Ce film d’animation autofictionnel explore les complexités d’un passé partagé par deux jumeaux identiques : Omar et Wesam. Un récit parallèle présente les deux versions de leurs souvenirs – depuis les instants de leur vie fusionnelle in utero, au moment où ils sont séparés par la mort de l’un d’entre eux ; brouillant les lignes entre leurs identités, la réalité et la fiction, le présent et le passé.

Ce court métrage suit deux frères jumeaux, Wessam et Omar, du ventre de leur mère à leur séparation brutale. Ici, la frontière entre leurs identités est ambiguë, ils cherchent tous les deux à se construire dans un environnement très religieux. La mise en scène mélange deux univers, d’une part l’animation pour retracer avec mélancolie leur enfance et les images du présent en prise de vues réelles. Cela crée un lien entre les deux époques qui nous plonge dans l’intimité des personnages, en mettant en scène leurs angoisses, leurs peurs et la crainte qu’elles se réalisent.
J’ai ressenti de l’empathie et une tristesse lorsque l’on entrait dans leur vie d’enfant, que l’on partageait les quiproquos vécus par les deux frères à cause de leur ressemblance. On a l’impression d’entrer dans leur vie familiale au travers des confessions nocturnes entre mères et fils et de leurs questionnements. On vit avec eux la découverte du bureau de leur père, on est curieux de ce nouveau monde avec eux, on partage, aussi, leurs rires. L’ambiance est accompagnée d’une bande-son émotionnelle qui s’associe parfaitement avec les différents thèmes abordés : la séparation, la tendresse… C’est un court métrage sensible sur l’enfance, et  sur tout  ce qui résonne différemment quand on a un frère jumeau.

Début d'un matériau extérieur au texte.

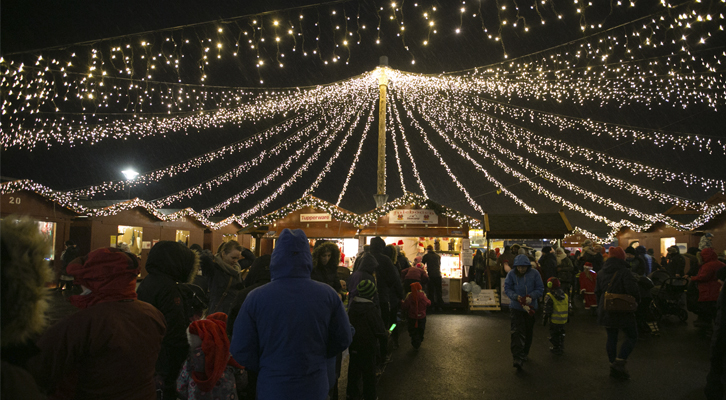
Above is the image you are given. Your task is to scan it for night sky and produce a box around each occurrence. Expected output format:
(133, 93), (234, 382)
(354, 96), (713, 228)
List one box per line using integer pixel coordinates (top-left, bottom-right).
(0, 0), (726, 235)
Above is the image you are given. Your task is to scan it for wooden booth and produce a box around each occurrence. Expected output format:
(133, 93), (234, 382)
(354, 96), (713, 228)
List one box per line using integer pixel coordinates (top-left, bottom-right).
(0, 190), (78, 271)
(472, 210), (572, 310)
(252, 196), (359, 256)
(359, 197), (473, 308)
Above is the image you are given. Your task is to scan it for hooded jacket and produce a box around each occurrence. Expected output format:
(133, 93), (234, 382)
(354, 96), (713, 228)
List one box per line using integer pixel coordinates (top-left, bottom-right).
(310, 242), (343, 292)
(595, 257), (640, 328)
(504, 254), (544, 311)
(230, 229), (352, 400)
(136, 240), (199, 380)
(348, 253), (380, 306)
(0, 216), (53, 400)
(691, 247), (726, 302)
(371, 236), (403, 303)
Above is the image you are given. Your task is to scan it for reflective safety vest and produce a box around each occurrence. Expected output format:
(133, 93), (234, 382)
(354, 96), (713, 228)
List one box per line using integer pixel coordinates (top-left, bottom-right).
(547, 293), (570, 324)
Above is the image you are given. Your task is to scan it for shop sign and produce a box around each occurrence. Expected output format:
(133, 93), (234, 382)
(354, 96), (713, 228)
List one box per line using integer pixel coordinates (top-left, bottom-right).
(300, 213), (330, 222)
(388, 210), (439, 224)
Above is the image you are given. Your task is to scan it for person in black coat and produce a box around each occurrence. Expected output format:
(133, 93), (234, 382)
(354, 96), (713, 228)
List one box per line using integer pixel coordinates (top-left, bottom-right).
(595, 247), (640, 379)
(136, 240), (199, 399)
(421, 245), (444, 310)
(348, 279), (388, 400)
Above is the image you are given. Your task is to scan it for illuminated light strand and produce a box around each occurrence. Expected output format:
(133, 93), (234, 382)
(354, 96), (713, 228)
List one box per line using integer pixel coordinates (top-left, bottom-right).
(388, 81), (429, 197)
(386, 94), (407, 193)
(68, 111), (319, 197)
(201, 93), (372, 220)
(396, 83), (537, 214)
(475, 97), (726, 154)
(450, 95), (723, 206)
(394, 91), (484, 214)
(335, 101), (373, 206)
(153, 115), (327, 207)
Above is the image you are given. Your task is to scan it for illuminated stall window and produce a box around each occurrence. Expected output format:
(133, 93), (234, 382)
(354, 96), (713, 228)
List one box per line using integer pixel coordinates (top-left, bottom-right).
(174, 230), (189, 247)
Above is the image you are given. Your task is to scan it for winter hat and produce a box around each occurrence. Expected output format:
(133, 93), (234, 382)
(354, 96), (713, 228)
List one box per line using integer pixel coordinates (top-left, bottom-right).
(66, 247), (140, 308)
(512, 254), (532, 267)
(547, 276), (560, 289)
(188, 312), (242, 392)
(608, 246), (632, 260)
(358, 279), (376, 299)
(0, 216), (53, 346)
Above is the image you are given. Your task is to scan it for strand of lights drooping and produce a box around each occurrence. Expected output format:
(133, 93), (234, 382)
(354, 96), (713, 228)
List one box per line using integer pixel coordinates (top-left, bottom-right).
(153, 114), (327, 207)
(68, 114), (320, 197)
(394, 85), (537, 214)
(201, 93), (371, 220)
(466, 96), (726, 154)
(387, 81), (429, 198)
(0, 72), (382, 148)
(386, 100), (406, 193)
(404, 70), (726, 194)
(303, 101), (375, 196)
(417, 86), (706, 229)
(335, 101), (373, 206)
(394, 93), (484, 214)
(232, 103), (373, 220)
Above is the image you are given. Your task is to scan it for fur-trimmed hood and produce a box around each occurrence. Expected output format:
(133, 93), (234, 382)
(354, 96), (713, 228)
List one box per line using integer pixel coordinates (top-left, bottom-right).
(313, 242), (340, 271)
(0, 216), (53, 348)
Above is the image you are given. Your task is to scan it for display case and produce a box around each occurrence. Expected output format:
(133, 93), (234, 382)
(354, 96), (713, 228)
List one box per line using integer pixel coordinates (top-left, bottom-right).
(440, 254), (461, 279)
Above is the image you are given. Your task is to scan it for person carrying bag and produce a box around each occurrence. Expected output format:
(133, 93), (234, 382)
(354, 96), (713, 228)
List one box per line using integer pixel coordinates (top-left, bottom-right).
(595, 247), (640, 379)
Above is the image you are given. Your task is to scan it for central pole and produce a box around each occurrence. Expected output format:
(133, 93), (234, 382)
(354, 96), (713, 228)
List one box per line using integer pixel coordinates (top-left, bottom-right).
(373, 56), (388, 207)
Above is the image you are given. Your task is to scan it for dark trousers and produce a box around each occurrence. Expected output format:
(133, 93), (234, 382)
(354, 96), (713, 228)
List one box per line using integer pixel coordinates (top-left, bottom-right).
(408, 317), (426, 349)
(605, 325), (638, 363)
(550, 321), (565, 351)
(509, 308), (534, 360)
(426, 275), (444, 308)
(347, 350), (376, 400)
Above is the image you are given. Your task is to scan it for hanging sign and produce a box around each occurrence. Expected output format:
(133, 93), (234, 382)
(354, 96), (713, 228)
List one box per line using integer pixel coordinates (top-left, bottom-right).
(388, 210), (439, 224)
(300, 213), (330, 222)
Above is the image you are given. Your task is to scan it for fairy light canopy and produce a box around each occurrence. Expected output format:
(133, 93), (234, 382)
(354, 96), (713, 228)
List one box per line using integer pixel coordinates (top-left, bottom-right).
(0, 0), (726, 236)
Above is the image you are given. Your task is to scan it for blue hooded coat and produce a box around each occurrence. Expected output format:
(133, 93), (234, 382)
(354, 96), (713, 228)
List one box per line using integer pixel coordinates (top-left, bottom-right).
(504, 254), (544, 310)
(230, 229), (352, 400)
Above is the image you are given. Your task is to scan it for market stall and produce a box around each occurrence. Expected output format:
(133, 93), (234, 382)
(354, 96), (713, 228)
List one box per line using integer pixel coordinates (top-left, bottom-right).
(0, 190), (78, 270)
(360, 193), (478, 308)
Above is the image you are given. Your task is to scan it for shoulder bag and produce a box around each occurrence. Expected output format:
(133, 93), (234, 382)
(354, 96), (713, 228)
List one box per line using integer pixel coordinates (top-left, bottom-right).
(603, 271), (638, 313)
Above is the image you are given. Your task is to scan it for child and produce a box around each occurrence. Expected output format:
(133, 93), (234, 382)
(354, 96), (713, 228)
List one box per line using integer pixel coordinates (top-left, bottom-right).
(348, 279), (388, 400)
(401, 282), (431, 350)
(544, 277), (570, 355)
(580, 262), (597, 310)
(176, 312), (243, 400)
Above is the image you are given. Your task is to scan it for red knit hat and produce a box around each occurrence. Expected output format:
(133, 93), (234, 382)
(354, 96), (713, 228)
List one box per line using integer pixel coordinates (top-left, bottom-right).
(608, 247), (625, 260)
(189, 312), (242, 392)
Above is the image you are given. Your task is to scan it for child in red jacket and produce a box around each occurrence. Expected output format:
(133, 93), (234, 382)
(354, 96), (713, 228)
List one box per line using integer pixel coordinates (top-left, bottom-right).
(401, 282), (431, 350)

– Louise, en stage au Cosmos

Furyo

Un camp de prisonniers américains est dirigé par le capitaine Yonoi, un chef japonais à la poigne de fer. A la crainte et au mépris qu’éprouvent les prisonniers et les subalternes du capitaine à l’endroit de ce dernier, s’oppose la résistance étonnante d’un soldat anglais, Jake Celliers. Face à son attitude provocante, Yonoi devient de plus en plus sévère dans le but de faire plier le rebelle.

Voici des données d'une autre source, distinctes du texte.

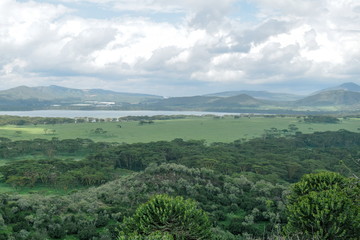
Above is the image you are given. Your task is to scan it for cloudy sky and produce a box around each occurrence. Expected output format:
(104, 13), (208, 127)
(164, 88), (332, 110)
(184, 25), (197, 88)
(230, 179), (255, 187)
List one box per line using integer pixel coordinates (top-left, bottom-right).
(0, 0), (360, 96)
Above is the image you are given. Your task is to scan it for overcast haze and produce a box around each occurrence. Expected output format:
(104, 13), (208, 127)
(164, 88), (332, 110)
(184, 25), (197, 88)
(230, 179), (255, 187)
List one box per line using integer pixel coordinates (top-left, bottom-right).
(0, 0), (360, 96)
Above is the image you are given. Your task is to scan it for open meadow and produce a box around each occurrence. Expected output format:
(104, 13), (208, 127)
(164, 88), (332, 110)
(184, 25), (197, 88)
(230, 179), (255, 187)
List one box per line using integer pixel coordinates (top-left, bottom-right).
(0, 116), (360, 143)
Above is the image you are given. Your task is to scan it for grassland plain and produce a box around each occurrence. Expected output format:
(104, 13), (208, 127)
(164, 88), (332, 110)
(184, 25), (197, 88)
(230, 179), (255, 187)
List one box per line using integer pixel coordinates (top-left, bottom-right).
(0, 116), (360, 143)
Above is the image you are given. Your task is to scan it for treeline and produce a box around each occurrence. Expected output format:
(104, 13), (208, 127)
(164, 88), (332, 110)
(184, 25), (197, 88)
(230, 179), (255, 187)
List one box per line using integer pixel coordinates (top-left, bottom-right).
(0, 164), (286, 240)
(0, 130), (360, 187)
(0, 164), (360, 240)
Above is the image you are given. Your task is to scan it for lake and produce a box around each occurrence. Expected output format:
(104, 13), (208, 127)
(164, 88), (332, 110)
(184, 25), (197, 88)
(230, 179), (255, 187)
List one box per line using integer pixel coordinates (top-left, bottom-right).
(0, 110), (239, 118)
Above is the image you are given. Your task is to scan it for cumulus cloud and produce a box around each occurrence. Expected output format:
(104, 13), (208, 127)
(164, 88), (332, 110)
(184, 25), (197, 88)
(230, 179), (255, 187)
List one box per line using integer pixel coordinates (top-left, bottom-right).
(0, 0), (360, 95)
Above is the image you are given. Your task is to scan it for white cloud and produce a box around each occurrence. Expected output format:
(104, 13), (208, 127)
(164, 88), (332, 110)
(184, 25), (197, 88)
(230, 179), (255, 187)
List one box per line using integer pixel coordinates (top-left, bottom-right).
(0, 0), (360, 92)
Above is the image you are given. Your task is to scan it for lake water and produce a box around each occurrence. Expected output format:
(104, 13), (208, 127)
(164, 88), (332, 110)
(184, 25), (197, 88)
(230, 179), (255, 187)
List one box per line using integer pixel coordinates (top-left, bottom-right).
(0, 110), (239, 118)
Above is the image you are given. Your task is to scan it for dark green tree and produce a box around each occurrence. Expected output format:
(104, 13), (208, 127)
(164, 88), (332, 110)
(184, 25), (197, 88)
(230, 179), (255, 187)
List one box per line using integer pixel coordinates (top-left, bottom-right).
(285, 172), (360, 240)
(119, 195), (211, 240)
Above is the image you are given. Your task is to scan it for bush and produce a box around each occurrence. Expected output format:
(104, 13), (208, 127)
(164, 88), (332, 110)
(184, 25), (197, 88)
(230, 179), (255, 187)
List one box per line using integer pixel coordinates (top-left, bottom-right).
(285, 172), (360, 240)
(122, 195), (211, 240)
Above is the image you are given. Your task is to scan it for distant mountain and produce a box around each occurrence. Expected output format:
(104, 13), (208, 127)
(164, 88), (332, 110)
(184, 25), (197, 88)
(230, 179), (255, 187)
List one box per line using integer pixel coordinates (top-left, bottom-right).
(142, 94), (267, 111)
(204, 90), (304, 101)
(314, 82), (360, 94)
(0, 86), (162, 104)
(295, 90), (360, 106)
(0, 83), (360, 114)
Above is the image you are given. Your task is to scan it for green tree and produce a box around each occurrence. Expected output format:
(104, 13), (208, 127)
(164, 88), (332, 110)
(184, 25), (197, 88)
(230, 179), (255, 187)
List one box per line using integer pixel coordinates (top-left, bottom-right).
(119, 195), (211, 240)
(285, 172), (360, 240)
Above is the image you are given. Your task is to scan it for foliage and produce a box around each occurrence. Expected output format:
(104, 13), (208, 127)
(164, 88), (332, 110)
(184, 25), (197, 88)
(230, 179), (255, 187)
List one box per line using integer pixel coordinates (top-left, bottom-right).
(286, 172), (360, 240)
(123, 195), (211, 240)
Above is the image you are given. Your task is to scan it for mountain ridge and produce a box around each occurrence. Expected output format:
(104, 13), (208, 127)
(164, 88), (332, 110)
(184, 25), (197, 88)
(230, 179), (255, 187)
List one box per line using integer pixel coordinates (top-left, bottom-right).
(0, 83), (360, 113)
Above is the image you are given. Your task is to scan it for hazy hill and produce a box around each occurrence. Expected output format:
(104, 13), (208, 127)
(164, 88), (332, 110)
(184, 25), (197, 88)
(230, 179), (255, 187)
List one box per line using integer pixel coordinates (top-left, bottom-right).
(210, 94), (266, 107)
(0, 86), (161, 103)
(313, 82), (360, 94)
(205, 90), (304, 101)
(295, 90), (360, 106)
(0, 83), (360, 113)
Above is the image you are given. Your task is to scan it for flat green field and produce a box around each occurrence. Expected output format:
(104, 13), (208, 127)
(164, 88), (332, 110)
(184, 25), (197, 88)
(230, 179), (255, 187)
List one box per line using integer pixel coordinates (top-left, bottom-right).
(0, 116), (360, 143)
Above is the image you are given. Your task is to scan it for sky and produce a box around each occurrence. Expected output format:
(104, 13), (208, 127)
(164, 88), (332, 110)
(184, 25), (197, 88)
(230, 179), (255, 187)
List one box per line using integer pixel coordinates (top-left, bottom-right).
(0, 0), (360, 96)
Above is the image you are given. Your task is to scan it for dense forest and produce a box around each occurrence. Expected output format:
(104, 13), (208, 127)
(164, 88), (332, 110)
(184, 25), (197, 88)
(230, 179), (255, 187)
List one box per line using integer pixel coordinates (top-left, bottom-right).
(0, 129), (360, 239)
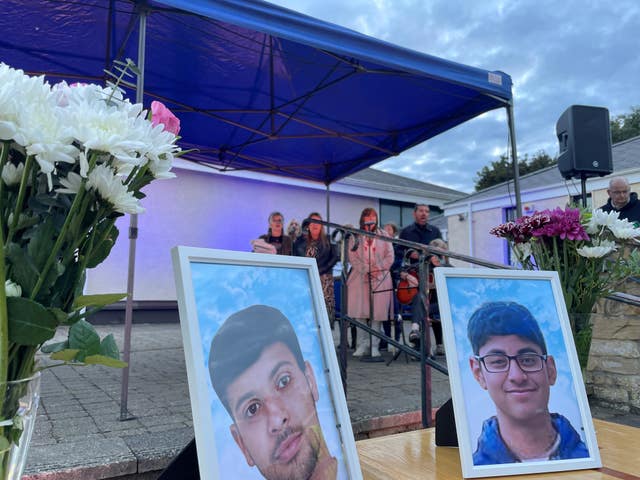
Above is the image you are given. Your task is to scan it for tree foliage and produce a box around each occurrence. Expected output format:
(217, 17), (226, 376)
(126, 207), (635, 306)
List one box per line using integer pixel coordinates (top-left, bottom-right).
(475, 150), (557, 192)
(611, 107), (640, 143)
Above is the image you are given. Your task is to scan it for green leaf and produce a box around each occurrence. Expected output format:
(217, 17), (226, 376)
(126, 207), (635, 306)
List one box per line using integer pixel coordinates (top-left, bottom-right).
(5, 242), (38, 297)
(7, 297), (58, 346)
(69, 320), (100, 362)
(100, 333), (120, 360)
(73, 293), (127, 310)
(50, 348), (80, 362)
(40, 340), (69, 353)
(87, 226), (119, 268)
(27, 217), (58, 271)
(0, 436), (11, 452)
(84, 355), (127, 368)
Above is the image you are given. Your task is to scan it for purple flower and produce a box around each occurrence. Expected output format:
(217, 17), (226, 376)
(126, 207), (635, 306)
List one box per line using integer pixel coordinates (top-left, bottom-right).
(531, 208), (589, 241)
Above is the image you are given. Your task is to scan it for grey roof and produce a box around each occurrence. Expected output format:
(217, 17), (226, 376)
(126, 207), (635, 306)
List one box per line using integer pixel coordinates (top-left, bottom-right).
(452, 136), (640, 201)
(340, 168), (466, 202)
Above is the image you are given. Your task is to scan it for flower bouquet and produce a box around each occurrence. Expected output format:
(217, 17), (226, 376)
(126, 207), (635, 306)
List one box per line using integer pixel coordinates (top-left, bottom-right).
(0, 61), (181, 479)
(490, 208), (640, 369)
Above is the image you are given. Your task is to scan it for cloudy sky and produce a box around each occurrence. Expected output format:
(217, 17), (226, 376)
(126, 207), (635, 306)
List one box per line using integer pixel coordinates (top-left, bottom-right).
(270, 0), (640, 192)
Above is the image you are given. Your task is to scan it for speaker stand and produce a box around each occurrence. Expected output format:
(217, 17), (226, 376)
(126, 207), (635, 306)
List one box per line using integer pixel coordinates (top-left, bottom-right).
(580, 173), (587, 208)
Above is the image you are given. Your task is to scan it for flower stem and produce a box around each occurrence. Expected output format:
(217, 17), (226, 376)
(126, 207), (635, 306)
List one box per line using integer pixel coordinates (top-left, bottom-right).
(7, 155), (33, 243)
(30, 186), (86, 300)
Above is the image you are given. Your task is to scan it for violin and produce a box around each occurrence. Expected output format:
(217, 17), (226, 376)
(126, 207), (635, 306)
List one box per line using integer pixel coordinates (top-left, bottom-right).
(396, 270), (436, 305)
(396, 271), (418, 305)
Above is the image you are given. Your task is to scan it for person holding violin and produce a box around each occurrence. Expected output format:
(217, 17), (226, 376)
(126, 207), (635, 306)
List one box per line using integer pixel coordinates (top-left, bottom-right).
(398, 203), (444, 353)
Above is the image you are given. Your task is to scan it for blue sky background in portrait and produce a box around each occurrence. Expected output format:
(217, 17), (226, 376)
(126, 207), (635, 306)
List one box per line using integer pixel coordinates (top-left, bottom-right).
(271, 0), (640, 192)
(443, 277), (585, 451)
(191, 262), (348, 479)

« Dérangeant et désarçonnant, le film frappe à la fois par son extrême violence et son antinaturalisme. On évolue dans un univers régi par des codes stricts, des rituels parfois difficiles à déchiffrer. C’est cette incompréhension doublée de fascination qui fournit la tension de cette œuvre brûlante et amère. Un univers de masques qui cache la lutte amoureuse de deux seigneurs à la force toute relative. En cousin germain de lord Jim, Bowie est vraiment bien. » -Jacques Morice, Télérama

My Dinner with Andre

Wallace, un dramaturge new-yorkais, a rendez-vous avec André Gregory, ancienne connaissance et metteur en scène. D’abord réticent, Wally va peu à peu se prendre au jeu et se confier à cœur ouvert pendant le repas.

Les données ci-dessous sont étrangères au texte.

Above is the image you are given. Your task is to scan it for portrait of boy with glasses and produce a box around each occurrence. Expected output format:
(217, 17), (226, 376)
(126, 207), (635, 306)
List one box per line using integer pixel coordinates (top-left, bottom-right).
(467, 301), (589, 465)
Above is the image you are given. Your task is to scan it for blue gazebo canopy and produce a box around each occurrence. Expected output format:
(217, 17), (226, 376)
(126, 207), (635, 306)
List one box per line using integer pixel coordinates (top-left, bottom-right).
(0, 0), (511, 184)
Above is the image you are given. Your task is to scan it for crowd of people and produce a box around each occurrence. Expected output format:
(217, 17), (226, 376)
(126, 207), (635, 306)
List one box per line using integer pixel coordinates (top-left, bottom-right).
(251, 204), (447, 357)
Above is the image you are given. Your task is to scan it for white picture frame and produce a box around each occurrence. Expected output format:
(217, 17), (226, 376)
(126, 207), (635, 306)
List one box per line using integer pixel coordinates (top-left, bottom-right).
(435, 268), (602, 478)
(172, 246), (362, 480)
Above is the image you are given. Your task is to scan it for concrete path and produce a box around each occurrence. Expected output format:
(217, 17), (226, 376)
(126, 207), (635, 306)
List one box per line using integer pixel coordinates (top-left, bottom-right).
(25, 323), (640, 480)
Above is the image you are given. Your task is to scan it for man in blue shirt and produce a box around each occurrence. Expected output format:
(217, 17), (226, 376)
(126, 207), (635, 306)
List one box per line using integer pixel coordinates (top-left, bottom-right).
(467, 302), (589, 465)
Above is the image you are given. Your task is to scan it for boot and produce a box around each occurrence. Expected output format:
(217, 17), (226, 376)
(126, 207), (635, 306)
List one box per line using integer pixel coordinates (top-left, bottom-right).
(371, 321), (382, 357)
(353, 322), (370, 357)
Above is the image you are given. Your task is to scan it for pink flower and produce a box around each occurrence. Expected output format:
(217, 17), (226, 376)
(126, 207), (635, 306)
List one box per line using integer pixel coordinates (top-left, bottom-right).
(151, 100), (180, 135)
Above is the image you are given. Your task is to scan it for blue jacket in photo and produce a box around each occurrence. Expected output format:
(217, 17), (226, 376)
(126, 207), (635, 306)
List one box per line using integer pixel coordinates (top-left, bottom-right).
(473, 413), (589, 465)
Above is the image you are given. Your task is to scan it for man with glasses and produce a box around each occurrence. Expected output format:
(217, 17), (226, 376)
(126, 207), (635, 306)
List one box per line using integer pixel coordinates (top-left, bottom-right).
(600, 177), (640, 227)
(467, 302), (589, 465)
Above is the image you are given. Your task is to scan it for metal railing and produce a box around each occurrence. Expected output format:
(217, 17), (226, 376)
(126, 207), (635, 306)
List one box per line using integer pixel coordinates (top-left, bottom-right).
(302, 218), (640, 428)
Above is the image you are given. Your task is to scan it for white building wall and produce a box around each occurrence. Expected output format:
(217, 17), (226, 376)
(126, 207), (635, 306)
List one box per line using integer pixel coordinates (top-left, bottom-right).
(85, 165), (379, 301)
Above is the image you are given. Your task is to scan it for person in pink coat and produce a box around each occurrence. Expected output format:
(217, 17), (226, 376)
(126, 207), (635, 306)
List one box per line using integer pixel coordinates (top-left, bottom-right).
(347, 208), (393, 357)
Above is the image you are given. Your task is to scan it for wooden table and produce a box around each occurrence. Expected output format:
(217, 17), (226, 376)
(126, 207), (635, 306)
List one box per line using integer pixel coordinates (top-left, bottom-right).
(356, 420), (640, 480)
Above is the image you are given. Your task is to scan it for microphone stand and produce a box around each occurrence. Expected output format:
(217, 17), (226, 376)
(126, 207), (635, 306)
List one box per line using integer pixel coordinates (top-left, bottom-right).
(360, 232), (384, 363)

« Louis Malle est un fin connaisseur du scandale. […] D’un autre côté, Louis Malle est un cinéaste de bon ton. […] Cette gestion des atouts fait de Mon dîner avec Andre une réussite provocante et presque vicieuse. Parce qu’on peut, autant qu’on veut, émettre des réserves sur ce film ; en réalité, il est irréprochable. Une fois admis le principe, on est forcé de tout accepter. »
(Emmanuel Carrère, Télérama, mars 1983)

Toutes les séances du film sont précédés du court métrage
Les signes du destin (tout ça)

de Oussama Kheddam et Franc Bruneau
(FR | 2022 | 24 min.)
Denis rend visite à Moïse, son pote d’enfance exilé à la campagne. Mais Moïse a radicalement changé et les retrouvailles ne se passent pas comme prévues (ou presque).